Angela Belcher, 45, a world leader in nanotechnology, was initially motivated by the abalone shell during her time spent by the ocean as an undergraduate at the University of California at Santa Barbara. The shell of the abalone sea snail is comprised of 98 percent calcium carbonate — an inorganic compound — and 2 percent organic protein. The combination makes the shell 3,000 times tougher.
Combining the organic with the inorganic has driven her life’s work.
‘‘My career has been based on helping organisms make materials they didn’t have the opportunity to make through evolution,’’ she said.
Belcher’s processes have been used to create eco-friendly batteries and high-efficiency solar cells. They are now being used to create clean fuel.
Her latest work is focused on methods to use nanotechnology to image early stage cancers and improve outcomes after surgery.
Winning the award was ‘‘a surprise and completely out of the blue,’’ said Belcher, who found out from a colleague during a casual stroll across campus several weeks ago.

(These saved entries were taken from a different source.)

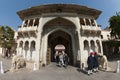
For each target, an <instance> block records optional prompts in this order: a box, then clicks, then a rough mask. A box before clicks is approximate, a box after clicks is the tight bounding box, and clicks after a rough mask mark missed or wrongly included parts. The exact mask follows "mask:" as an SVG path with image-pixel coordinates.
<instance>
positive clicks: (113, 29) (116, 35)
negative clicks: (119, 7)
mask: <svg viewBox="0 0 120 80" xmlns="http://www.w3.org/2000/svg"><path fill="white" fill-rule="evenodd" d="M109 23H110V28H111V33H110V34H111V36H112V37H114V38H115V39H120V12H119V13H116V15H113V16H112V17H111V18H110V19H109Z"/></svg>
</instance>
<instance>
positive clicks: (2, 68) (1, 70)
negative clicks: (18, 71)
mask: <svg viewBox="0 0 120 80" xmlns="http://www.w3.org/2000/svg"><path fill="white" fill-rule="evenodd" d="M0 65H1V66H0V68H1V70H0V71H1V74H4V70H3V64H2V61H1V62H0Z"/></svg>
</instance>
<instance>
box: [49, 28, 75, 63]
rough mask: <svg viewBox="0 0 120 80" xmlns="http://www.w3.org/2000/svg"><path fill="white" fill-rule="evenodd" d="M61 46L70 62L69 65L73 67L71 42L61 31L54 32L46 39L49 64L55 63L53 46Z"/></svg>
mask: <svg viewBox="0 0 120 80" xmlns="http://www.w3.org/2000/svg"><path fill="white" fill-rule="evenodd" d="M58 44H62V45H64V46H65V53H67V55H68V57H69V59H70V62H69V64H71V65H73V51H72V41H71V36H70V35H69V34H68V33H66V32H64V31H61V30H58V31H55V32H53V33H52V34H50V35H49V37H48V48H49V49H50V51H51V52H50V54H49V55H50V56H51V62H54V61H55V58H54V56H55V46H56V45H58Z"/></svg>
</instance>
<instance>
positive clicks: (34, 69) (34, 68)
mask: <svg viewBox="0 0 120 80" xmlns="http://www.w3.org/2000/svg"><path fill="white" fill-rule="evenodd" d="M36 70H37V64H36V63H35V62H34V68H33V71H36Z"/></svg>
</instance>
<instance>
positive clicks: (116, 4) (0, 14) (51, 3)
mask: <svg viewBox="0 0 120 80" xmlns="http://www.w3.org/2000/svg"><path fill="white" fill-rule="evenodd" d="M54 3H64V4H65V3H67V4H79V5H84V6H87V7H90V8H94V9H98V10H101V11H102V13H101V15H100V16H99V18H98V19H97V23H98V24H99V25H102V29H103V28H105V27H107V26H109V23H108V20H109V18H110V17H111V16H113V15H115V14H116V12H119V11H120V0H0V25H8V26H11V27H13V29H15V30H17V29H18V26H19V25H21V24H22V21H21V19H20V18H19V16H18V15H17V14H16V12H18V11H20V10H23V9H27V8H29V7H31V6H37V5H42V4H54Z"/></svg>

‘‘It’s a great privilege for many reasons, first because it’s about innovation and invention and making technologies that make an impact in an environmentally safe way,’’ she said.

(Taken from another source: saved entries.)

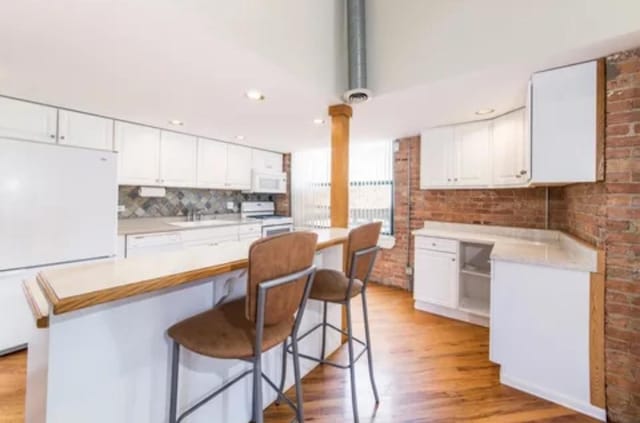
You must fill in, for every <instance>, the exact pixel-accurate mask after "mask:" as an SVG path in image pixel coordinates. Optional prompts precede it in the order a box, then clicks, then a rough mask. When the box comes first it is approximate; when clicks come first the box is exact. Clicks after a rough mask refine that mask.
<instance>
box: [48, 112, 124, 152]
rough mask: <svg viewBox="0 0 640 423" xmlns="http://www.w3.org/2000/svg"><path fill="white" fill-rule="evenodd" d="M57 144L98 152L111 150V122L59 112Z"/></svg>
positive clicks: (110, 120)
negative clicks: (97, 150) (87, 148)
mask: <svg viewBox="0 0 640 423" xmlns="http://www.w3.org/2000/svg"><path fill="white" fill-rule="evenodd" d="M58 142H59V143H60V144H66V145H76V146H78V147H85V148H95V149H98V150H113V120H111V119H105V118H101V117H98V116H92V115H87V114H84V113H77V112H71V111H68V110H60V111H59V112H58Z"/></svg>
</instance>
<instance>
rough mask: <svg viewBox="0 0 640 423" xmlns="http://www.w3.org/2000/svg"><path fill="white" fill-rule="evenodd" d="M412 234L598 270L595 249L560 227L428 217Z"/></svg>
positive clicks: (507, 258)
mask: <svg viewBox="0 0 640 423" xmlns="http://www.w3.org/2000/svg"><path fill="white" fill-rule="evenodd" d="M413 234H414V235H415V236H429V237H435V238H447V239H454V240H457V241H460V242H474V243H481V244H491V245H493V249H492V251H491V259H494V260H502V261H510V262H516V263H525V264H539V265H542V266H549V267H556V268H561V269H570V270H581V271H586V272H596V271H598V250H597V249H596V248H595V247H592V246H590V245H588V244H586V243H584V242H582V241H579V240H577V239H575V238H573V237H572V236H569V235H567V234H565V233H563V232H560V231H554V230H541V229H524V228H511V227H504V226H489V225H468V224H458V223H446V222H436V221H427V222H425V227H424V228H422V229H418V230H415V231H413Z"/></svg>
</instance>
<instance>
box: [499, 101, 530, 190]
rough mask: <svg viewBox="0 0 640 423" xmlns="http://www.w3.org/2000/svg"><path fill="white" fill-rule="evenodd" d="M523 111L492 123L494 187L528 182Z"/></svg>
mask: <svg viewBox="0 0 640 423" xmlns="http://www.w3.org/2000/svg"><path fill="white" fill-rule="evenodd" d="M524 118H525V109H520V110H516V111H513V112H511V113H508V114H506V115H503V116H500V117H498V118H497V119H495V120H494V121H493V136H492V145H491V151H492V163H493V166H492V167H493V184H494V185H524V184H526V183H527V182H528V180H529V166H528V165H527V159H526V150H527V149H526V142H527V140H526V138H525V131H524V125H525V119H524Z"/></svg>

She has helped found two companies. Cambrios Technologies was founded in 2003 to commercialize biologically formed electronic materials, including transparent conductor materials for touchscreen and display applications. Siluria Technologies was founded in 2007 and uses the basic components of a virus to identify new materials to convert natural gas into liquid transportation fuel.
Belcher, a San Antonio native who developed an interest in science at age 5 when she started dismantling clocks and electric can openers, says she'll use a portion of the award for one of her passions: getting schoolchildren excited about science.
She'll also use some of the money to establish college funds for her own children.